A simple huff ‘n’ puff (HnP) injection and flowback utilizing a nonionic surfactant solution to drive enhanced oil recovery (EOR) in a depleted Eagle Ford "black oil" unconventional well has been executed and analyzed. The pilot injection was performed in December 2020, with pressures below the estimated fracture gradient. 12,300 bbl of surfactant solution were injected into the 6,000 ft lateral. In January 2021, the well was put back on production with oil and water flowrate data being gathered and samples collected. Within three months of the well being put back onto production after surfactant stimulation, the well produced at oil rates over five times what it had produced prior to stimulation. The current oil rates (through October 2022; 22 months after stimulation) are still twice the pre-stimulation rates. Utilizing a long-term hyperbolic fit to historical data as the "most likely" production scenario in the absence of a stimulation as a "baseline", incremental recovery was estimated using the actual oil production data to date. Economic analysis with prevailing WTI prices at time of production and the known costs of the pilot result in project payout time less than one year and project IRR in excess of 80% with only incremental production to-date. These results prove the potential for techno-economic viability of HnP EOR techniques using surfactants for wettability alteration in depleted unconventional oil wells.

The well was chosen from a portfolio of unconventional Eagle Ford black oil window wells that were completed in the 2012-2014 timeframe. The goal of the test was to demonstrate successful application of lab work to the field, and to demonstrate economic viability of surfactant-driven water imbibition as a means of incremental EOR. The field design was based on lab work completed on oil, brine samples from the well of interest, with rock sampled from a nearby well at the same depth. The technical & economic objectives of the field test were to: 1) inject surfactant solution to contact sufficient matrix surface area that measurable and economically attractive amounts of oil could be mobilized, 2) measure the amount of surfactant produced in the flowback stream to determine the amount of surfactant retained in the reservoir and 3) prove the concept of using wettability alteration, in conjunction with residual well energy, in a depleted well can result in economically attractive incremental recovery.
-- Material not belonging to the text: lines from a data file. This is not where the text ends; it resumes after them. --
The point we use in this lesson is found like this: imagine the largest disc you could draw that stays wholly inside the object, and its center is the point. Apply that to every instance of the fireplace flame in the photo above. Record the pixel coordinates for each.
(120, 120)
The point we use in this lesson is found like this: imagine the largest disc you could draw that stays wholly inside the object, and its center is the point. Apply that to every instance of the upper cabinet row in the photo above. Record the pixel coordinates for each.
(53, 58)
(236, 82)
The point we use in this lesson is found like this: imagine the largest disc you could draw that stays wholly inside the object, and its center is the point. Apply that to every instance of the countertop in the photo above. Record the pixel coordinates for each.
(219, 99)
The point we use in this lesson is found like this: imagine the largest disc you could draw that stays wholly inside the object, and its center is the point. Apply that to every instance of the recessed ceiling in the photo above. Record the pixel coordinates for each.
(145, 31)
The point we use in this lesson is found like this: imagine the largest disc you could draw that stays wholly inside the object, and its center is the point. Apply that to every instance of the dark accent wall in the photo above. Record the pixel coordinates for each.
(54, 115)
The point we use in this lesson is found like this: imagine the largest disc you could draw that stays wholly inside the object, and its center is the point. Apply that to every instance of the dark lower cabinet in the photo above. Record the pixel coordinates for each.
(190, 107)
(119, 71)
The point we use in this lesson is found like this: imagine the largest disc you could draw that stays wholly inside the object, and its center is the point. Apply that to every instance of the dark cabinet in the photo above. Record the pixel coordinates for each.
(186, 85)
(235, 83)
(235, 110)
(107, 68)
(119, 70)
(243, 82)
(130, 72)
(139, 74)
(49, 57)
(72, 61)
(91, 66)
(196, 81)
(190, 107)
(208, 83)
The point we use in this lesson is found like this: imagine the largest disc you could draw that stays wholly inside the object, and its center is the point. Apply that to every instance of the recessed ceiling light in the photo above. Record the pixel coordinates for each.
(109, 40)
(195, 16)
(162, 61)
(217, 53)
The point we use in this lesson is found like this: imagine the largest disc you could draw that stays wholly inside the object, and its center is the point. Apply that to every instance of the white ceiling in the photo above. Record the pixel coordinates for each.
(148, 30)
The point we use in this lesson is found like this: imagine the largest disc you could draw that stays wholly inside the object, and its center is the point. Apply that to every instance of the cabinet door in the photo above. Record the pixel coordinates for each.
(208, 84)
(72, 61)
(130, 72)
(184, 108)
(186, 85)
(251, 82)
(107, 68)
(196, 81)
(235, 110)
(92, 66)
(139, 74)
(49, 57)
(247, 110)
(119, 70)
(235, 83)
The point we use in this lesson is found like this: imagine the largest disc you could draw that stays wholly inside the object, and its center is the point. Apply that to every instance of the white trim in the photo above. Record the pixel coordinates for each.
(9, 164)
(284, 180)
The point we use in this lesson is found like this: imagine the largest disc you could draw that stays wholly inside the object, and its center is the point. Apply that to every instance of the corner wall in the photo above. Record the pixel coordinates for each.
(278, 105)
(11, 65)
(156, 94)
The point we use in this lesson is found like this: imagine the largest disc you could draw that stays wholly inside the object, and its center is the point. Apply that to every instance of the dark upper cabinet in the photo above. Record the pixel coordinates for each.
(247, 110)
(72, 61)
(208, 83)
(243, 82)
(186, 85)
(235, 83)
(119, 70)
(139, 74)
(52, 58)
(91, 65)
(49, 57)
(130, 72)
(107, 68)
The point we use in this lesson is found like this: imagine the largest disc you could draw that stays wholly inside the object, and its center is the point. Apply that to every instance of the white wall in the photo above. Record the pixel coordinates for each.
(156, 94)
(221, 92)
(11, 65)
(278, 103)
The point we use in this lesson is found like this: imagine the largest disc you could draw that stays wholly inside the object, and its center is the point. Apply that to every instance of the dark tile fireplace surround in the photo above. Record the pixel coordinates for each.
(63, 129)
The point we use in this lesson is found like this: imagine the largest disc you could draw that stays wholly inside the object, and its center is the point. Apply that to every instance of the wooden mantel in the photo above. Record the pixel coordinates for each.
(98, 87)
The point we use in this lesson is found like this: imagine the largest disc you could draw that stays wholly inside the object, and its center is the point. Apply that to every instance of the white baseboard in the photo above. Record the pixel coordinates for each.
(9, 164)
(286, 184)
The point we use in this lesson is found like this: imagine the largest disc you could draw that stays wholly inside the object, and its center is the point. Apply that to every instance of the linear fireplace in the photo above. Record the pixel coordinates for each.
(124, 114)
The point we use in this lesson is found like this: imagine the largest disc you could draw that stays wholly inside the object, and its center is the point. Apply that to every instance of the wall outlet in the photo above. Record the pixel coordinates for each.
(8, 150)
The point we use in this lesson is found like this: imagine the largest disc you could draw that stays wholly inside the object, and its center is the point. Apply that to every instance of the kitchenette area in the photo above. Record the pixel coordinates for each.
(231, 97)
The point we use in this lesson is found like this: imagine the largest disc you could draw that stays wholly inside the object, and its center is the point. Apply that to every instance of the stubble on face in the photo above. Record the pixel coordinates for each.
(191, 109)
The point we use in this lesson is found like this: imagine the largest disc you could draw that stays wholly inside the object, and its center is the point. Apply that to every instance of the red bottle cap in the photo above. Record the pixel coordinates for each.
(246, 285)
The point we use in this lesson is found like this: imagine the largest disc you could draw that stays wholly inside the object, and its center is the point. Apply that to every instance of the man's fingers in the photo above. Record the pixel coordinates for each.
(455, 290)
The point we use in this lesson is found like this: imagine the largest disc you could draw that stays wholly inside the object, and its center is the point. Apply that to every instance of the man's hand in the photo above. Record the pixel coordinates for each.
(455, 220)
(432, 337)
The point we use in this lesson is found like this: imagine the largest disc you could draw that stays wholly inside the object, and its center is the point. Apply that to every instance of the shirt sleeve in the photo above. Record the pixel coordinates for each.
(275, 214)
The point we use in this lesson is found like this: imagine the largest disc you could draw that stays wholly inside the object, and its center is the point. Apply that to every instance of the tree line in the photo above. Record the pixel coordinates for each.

Surfactant selection was completed in the lab using oil and brine gathered from potential target wells, and rock from nearby wells completed in the same strata. Several surfactant formulations were tested and a final nonionic formulation was chosen on the basis of favorable wettability alteration and improved spontaneous imbibition recovery. The design for the pilot relied on rules of thumb derived from unconventional completion parameters. Rates, pressures, and injectant composition were carefully controlled for the single day, "bullhead" injection. Soak time between injection and post-stimulation restart of production was inferred from lab-scale imbibition trials. Post-stimulation samples were gathered, while daily oil and water rates have been monitored since production restart. Flowback samples were analyzed for TDS (total dissolved solids), ions, and surfactant concentration.